Classification of the maximal subalgebras of exceptional Lie algebras over fields of good characteristic

TL;DR

This paper classifies the maximal Lie subalgebras of exceptional simple algebraic groups over algebraically closed fields of good characteristic, identifying conditions for their structure and conjugacy classes.

Contribution

It provides a complete classification of maximal Lie subalgebras, including maximal connected subgroups, Witt subalgebras, and exotic semidirect products, in exceptional Lie algebras.

Findings

Maximal connected subgroups are classified by known conjugacy classes.

All maximal Witt subalgebras are conjugate under G.

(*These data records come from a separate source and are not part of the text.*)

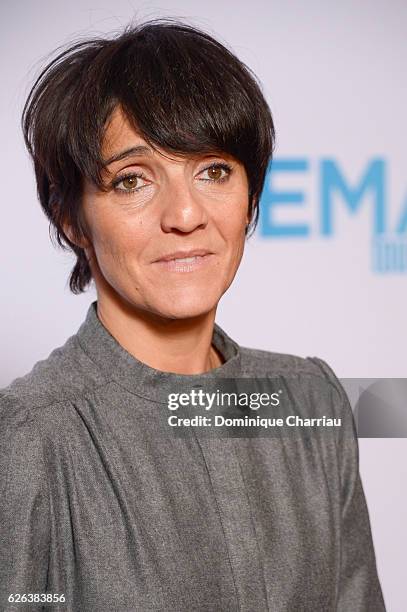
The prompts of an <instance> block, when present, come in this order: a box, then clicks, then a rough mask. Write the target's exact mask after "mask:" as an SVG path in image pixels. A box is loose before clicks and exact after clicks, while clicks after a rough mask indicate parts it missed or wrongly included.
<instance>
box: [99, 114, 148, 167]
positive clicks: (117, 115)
mask: <svg viewBox="0 0 407 612" xmlns="http://www.w3.org/2000/svg"><path fill="white" fill-rule="evenodd" d="M129 144H131V145H134V146H137V145H145V146H146V147H148V146H149V145H148V143H147V142H146V140H145V139H144V138H143V136H142V135H141V133H140V132H138V131H137V130H136V128H135V126H134V125H132V124H131V123H130V122H129V120H128V118H127V116H126V115H125V113H124V112H123V110H122V109H121V108H120V107H116V108H115V109H114V110H113V112H112V114H111V115H110V117H109V120H108V122H107V125H106V128H105V132H104V136H103V140H102V156H103V159H108V158H109V157H111V156H113V155H114V154H116V153H117V152H118V151H119V150H121V149H124V148H126V147H127V146H128V145H129ZM149 148H150V147H149Z"/></svg>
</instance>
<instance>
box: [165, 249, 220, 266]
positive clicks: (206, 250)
mask: <svg viewBox="0 0 407 612" xmlns="http://www.w3.org/2000/svg"><path fill="white" fill-rule="evenodd" d="M211 254H212V251H209V250H208V249H191V250H189V251H187V250H180V251H174V252H172V253H167V254H165V255H162V256H161V257H159V258H158V259H155V260H154V262H164V261H174V260H176V261H179V262H181V263H182V262H185V263H190V262H193V261H196V258H199V257H204V256H205V255H211Z"/></svg>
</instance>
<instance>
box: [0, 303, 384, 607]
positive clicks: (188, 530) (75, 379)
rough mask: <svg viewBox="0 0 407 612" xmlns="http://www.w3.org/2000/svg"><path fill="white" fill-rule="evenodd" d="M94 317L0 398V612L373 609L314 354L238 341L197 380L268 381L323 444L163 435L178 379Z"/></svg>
mask: <svg viewBox="0 0 407 612" xmlns="http://www.w3.org/2000/svg"><path fill="white" fill-rule="evenodd" d="M96 306H97V303H96V302H93V304H91V305H90V307H89V310H88V313H87V317H86V320H85V321H84V323H83V324H82V325H81V327H80V329H79V330H78V332H77V333H76V334H75V335H73V336H71V337H70V338H69V339H68V340H67V341H66V343H65V344H64V345H63V346H62V347H59V348H57V349H55V350H54V351H53V352H52V353H51V354H50V356H49V357H48V358H47V359H45V360H43V361H40V362H38V363H37V364H36V365H35V366H34V368H33V369H32V370H31V372H30V373H29V374H27V375H26V376H23V377H21V378H17V379H16V380H15V381H13V383H12V384H11V385H9V386H8V387H7V388H5V389H3V390H2V391H1V392H0V398H1V399H0V419H1V421H0V423H1V427H0V442H1V444H0V485H1V491H0V495H1V497H0V587H1V588H0V596H1V599H0V610H4V611H11V610H41V609H43V606H44V605H45V604H43V603H41V601H38V602H33V603H19V604H16V603H14V604H13V603H9V601H8V599H9V596H10V595H11V594H12V595H14V596H15V595H16V594H20V595H21V594H25V595H26V596H28V595H29V594H32V595H33V594H42V593H52V594H56V595H57V596H60V595H61V594H63V596H64V599H65V601H64V602H61V603H53V604H47V607H45V608H44V609H51V610H56V611H61V612H62V611H66V612H71V611H75V612H76V611H78V612H79V611H80V612H87V611H89V612H93V611H94V612H112V611H115V612H130V611H134V612H148V611H156V612H168V611H175V612H192V611H200V612H204V611H207V612H215V611H224V612H237V611H240V612H263V611H272V612H297V611H298V612H300V611H301V612H316V611H318V612H330V611H340V612H362V611H363V612H381V611H382V610H385V606H384V602H383V597H382V592H381V588H380V583H379V579H378V576H377V570H376V562H375V554H374V548H373V543H372V536H371V529H370V523H369V516H368V511H367V507H366V502H365V497H364V493H363V489H362V485H361V481H360V477H359V469H358V446H357V439H356V434H355V428H354V423H353V419H352V412H351V408H350V406H349V402H348V400H347V397H346V394H345V393H344V390H343V388H342V386H341V385H340V383H339V381H338V379H337V378H336V377H335V375H334V373H333V372H332V370H331V369H330V367H329V366H328V365H327V364H326V363H325V362H324V361H323V360H321V359H318V358H309V357H308V358H306V359H304V358H301V357H297V356H293V355H286V354H279V353H273V352H267V351H260V350H253V349H249V348H244V347H240V346H238V345H237V344H236V343H235V342H234V341H233V340H232V339H231V338H230V337H229V336H228V335H227V334H226V333H225V332H224V331H223V330H222V329H221V328H220V327H219V326H218V325H215V329H214V336H213V343H214V345H215V346H216V347H217V349H218V350H219V351H220V352H221V353H222V354H223V356H224V359H225V363H224V364H223V365H222V366H220V367H219V368H217V369H216V370H212V371H211V372H208V373H206V374H204V375H199V376H196V378H197V379H199V380H200V381H201V380H202V379H203V380H206V379H213V378H215V379H216V378H217V377H219V378H222V377H230V378H234V377H253V378H256V377H257V378H261V377H264V378H268V377H279V380H280V382H281V385H283V386H284V389H285V390H286V392H287V393H288V394H289V395H290V401H291V402H292V404H293V406H295V405H297V406H298V407H301V406H303V405H304V403H307V404H308V405H310V406H312V409H313V410H314V411H315V412H317V413H321V414H322V413H324V414H328V413H329V414H331V415H333V416H335V417H338V418H342V419H343V423H344V425H343V427H341V428H339V431H338V432H337V433H336V434H335V435H331V436H310V437H304V436H293V437H290V438H284V437H278V436H277V437H276V436H275V437H251V438H249V437H247V438H244V437H241V438H223V439H221V438H205V437H199V436H198V435H193V432H192V434H191V435H190V436H185V437H183V438H180V437H175V436H168V435H163V429H164V424H165V422H166V421H165V419H164V418H163V415H165V416H167V413H168V408H167V406H166V405H165V404H164V403H163V397H164V395H165V393H168V392H172V391H174V389H175V388H176V385H177V383H178V382H179V380H180V379H181V381H182V382H185V381H187V382H189V381H193V380H194V376H189V377H188V376H185V377H183V376H181V377H180V376H177V375H175V374H171V373H165V372H161V371H158V370H155V369H154V368H151V367H149V366H147V365H145V364H143V363H141V362H140V361H138V360H137V359H135V358H134V357H133V356H132V355H130V354H129V353H128V352H127V351H126V350H125V349H124V348H123V347H121V346H120V344H119V343H118V342H117V341H116V340H115V339H114V338H113V337H112V336H111V335H110V333H109V332H108V331H107V330H106V329H105V327H104V326H103V325H102V323H101V322H100V321H99V319H98V316H97V310H96Z"/></svg>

Two conjugacy classes of exotic semidirect products exist in type E7 in characteristics 5 and 7.

Abstract

Let $G$ be an exceptional simple algebraic group over an algebraically closed field $k$ and suppose that the characteristic $p$ of $k$ is a good prime for $G$. In this paper we classify the maximal Lie subalgebras $\mathfrak{m}$ of the Lie algebra $\mathfrak{g}={\rm Lie}(G)$. Specifically, we show that one of the following holds: $\mathfrak{m}={\rm Lie}(M)$ for some maximal connected subgroup $M$ of $G$, or $\mathfrak{m}$ is a maximal Witt subalgebra of $\mathfrak{g}$, or $\mathfrak{m}$ is a maximal $\it{\mbox{exotic semidirect product}}$. The conjugacy classes of maximal connected subgroups of G are known thanks to the work of Seitz, Testerman and Liebeck--Seitz. All maximal Witt subalgebras of $\mathfrak{g}$ are $G$-conjugate and they occur when $G$ is not of type ${\rm E}_6$ and $p-1$ coincides with the Coxeter number of $G$. We show that there are two conjugacy classes of maximal exotic semidirect products in $\mathfrak{g}$, one in characteristic $5$ and one in characteristic $7$, and both occur when $G$ is a group of type ${\rm E}_7$.